Entre os exemplos estão grandes companhias como a Ambev, localizada em Itapissuma, Região Metropolitana do Recife, que expandirão suas fábricas e impulsionarão a contratação de mão de obra local. No caso da cervejaria, serão 81 novos profissionais para dar conta da produção após o aumento de sua unidade.
Outro exemplo é a tecnológica Accenture, que vai estrear mais um empreendimento no Bairro do Recife e abrir suas portas para 600 novos trabalhadores. Haverá, ainda, 40 oportunidades para este fim de ano nas Baterias Moura, enquanto as farmacêuticas Biomm e Aché se instalarão em Pernambuco com a promessa de mais geração de emprego.
As novas oportunidades estão concentradas principalmente nos municípios do Recife, Jaboatão dos Guararapes, Amaraji, Garanhuns, Gravatá, Tabira, Limoeiro, Bezerros, Venturosa, Bom Conselho, Glória do Goitá e Cabo de Santo Agostinho. Os empregadores com maior oferta serão a Sandene Indústria e Comércio (132) , VN Eletrodomésticos (200) e Metalflex Indústria e Comércio de Alumínio e Vidro (127).
Em Pernambuco, as áreas com maior demanda de formação profissional devem ser meio ambiente e produção, metalmecânica, construção, alimentos, vestuário e calçados, energia, tecnologias da informação e comunicação, veículos, petroquímica e química, madeira e móveis, papel e gráfica, mineração, pesquisa, desenvolvimento e design. Esse cenário foi levantado pelo Mapa do Trabalho, uma pesquisa realizada pelo Senai que estudou as tendências de recrutamento das indústrias até 2020.
“Profissionais qualificados terão mais chance de aproveitar as oportunidades que surgirem quando a economia voltar a crescer e as empresas retomarem as contratações”, ressalta o diretor-geral do Senai e diretor de Educação e Tecnologia da Confederação Nacional da Indústria (CNI), Rafael Lucchesi.
A área com maior necessidade de capacitação de mão de obra é a de meio ambiente e produção, que vai demandar quase 10 mil profissionais especializados para suprir as demandas do setor.
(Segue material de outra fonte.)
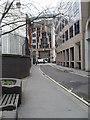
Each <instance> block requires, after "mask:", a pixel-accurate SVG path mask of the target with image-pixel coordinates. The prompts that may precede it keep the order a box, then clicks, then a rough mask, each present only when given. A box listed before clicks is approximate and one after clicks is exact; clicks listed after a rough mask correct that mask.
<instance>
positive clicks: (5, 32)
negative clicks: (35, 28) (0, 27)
mask: <svg viewBox="0 0 90 120" xmlns="http://www.w3.org/2000/svg"><path fill="white" fill-rule="evenodd" d="M24 25H26V23H25V24H23V25H20V26H18V27H16V28H14V29H12V30H10V31H7V32H4V33H2V34H1V35H5V34H8V33H11V32H13V31H15V30H17V29H18V28H20V27H23V26H24Z"/></svg>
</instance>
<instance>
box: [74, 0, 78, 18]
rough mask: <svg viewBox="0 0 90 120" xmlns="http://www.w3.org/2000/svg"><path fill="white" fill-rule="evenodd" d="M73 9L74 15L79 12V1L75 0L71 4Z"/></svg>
mask: <svg viewBox="0 0 90 120" xmlns="http://www.w3.org/2000/svg"><path fill="white" fill-rule="evenodd" d="M73 11H74V17H75V16H76V15H77V14H78V13H79V1H78V0H76V2H75V3H74V6H73Z"/></svg>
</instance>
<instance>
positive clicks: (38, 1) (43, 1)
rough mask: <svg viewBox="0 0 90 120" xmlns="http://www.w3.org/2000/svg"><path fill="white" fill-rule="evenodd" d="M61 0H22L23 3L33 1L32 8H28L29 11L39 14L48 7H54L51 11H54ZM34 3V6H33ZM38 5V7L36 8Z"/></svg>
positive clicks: (33, 4)
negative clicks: (38, 11)
mask: <svg viewBox="0 0 90 120" xmlns="http://www.w3.org/2000/svg"><path fill="white" fill-rule="evenodd" d="M59 1H60V0H21V3H25V4H26V3H33V4H32V5H31V6H30V9H31V10H30V9H28V8H26V9H27V10H26V9H25V10H26V11H27V12H29V11H30V13H31V14H38V11H39V12H41V11H43V10H45V9H47V8H52V9H50V11H54V10H55V9H56V6H57V4H58V2H59ZM33 5H34V6H33ZM35 7H36V8H35Z"/></svg>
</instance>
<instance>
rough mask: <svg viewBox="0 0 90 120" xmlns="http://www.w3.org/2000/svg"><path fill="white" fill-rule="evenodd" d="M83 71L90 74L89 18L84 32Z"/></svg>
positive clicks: (89, 19) (89, 30) (89, 34)
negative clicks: (84, 35) (84, 64)
mask: <svg viewBox="0 0 90 120" xmlns="http://www.w3.org/2000/svg"><path fill="white" fill-rule="evenodd" d="M85 70H86V71H88V72H90V17H89V19H88V20H87V24H86V32H85Z"/></svg>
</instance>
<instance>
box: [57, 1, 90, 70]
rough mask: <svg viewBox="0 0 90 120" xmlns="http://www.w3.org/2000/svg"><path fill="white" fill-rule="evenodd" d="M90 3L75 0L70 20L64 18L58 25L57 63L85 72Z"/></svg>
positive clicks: (57, 23)
mask: <svg viewBox="0 0 90 120" xmlns="http://www.w3.org/2000/svg"><path fill="white" fill-rule="evenodd" d="M89 8H90V1H89V0H88V1H87V2H82V1H81V0H74V1H73V2H72V5H71V8H70V9H69V10H68V11H67V15H68V16H69V18H67V17H65V16H62V17H60V18H59V20H58V21H57V24H56V34H57V36H56V53H57V54H56V63H57V64H59V65H61V66H65V67H72V68H77V69H82V70H85V27H86V22H87V19H88V18H89V17H90V14H89Z"/></svg>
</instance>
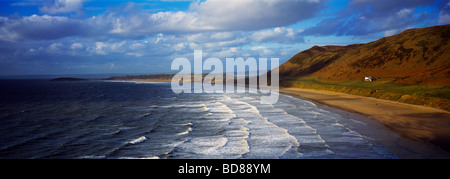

Na opinião de especialistas, isso acontece porque as empresas passaram a ter maior controle sobre os impactos ambientais dos processos produtivos diante de mudanças recentes na legislação. Além disso, ganhos de produtividade podem ser obtidos com a melhoria na gestão do processo produtivo, medida importante em cenário de lenta recuperação econômica.
“É uma tendência mundial e irreversível, por isso o aumento na demanda por esses profissionais. O mesmo ocorre com o setor de energia, que deve se voltar cada vez mais a modelos de geração limpa. Por isso, estamos preocupados em fornecer a capacitação desses profissionais”, aponta o superintendente do Sesi-PE, Nilo Simões.
Outro destaque está na retomada do crescimento da construção civil, um dos setores mais impactados em Pernambuco pela crise econômica. Segundo Nilo Simões, com o reaquecimento da economia, haverá grande demanda tanto em obras públicas quanto privadas.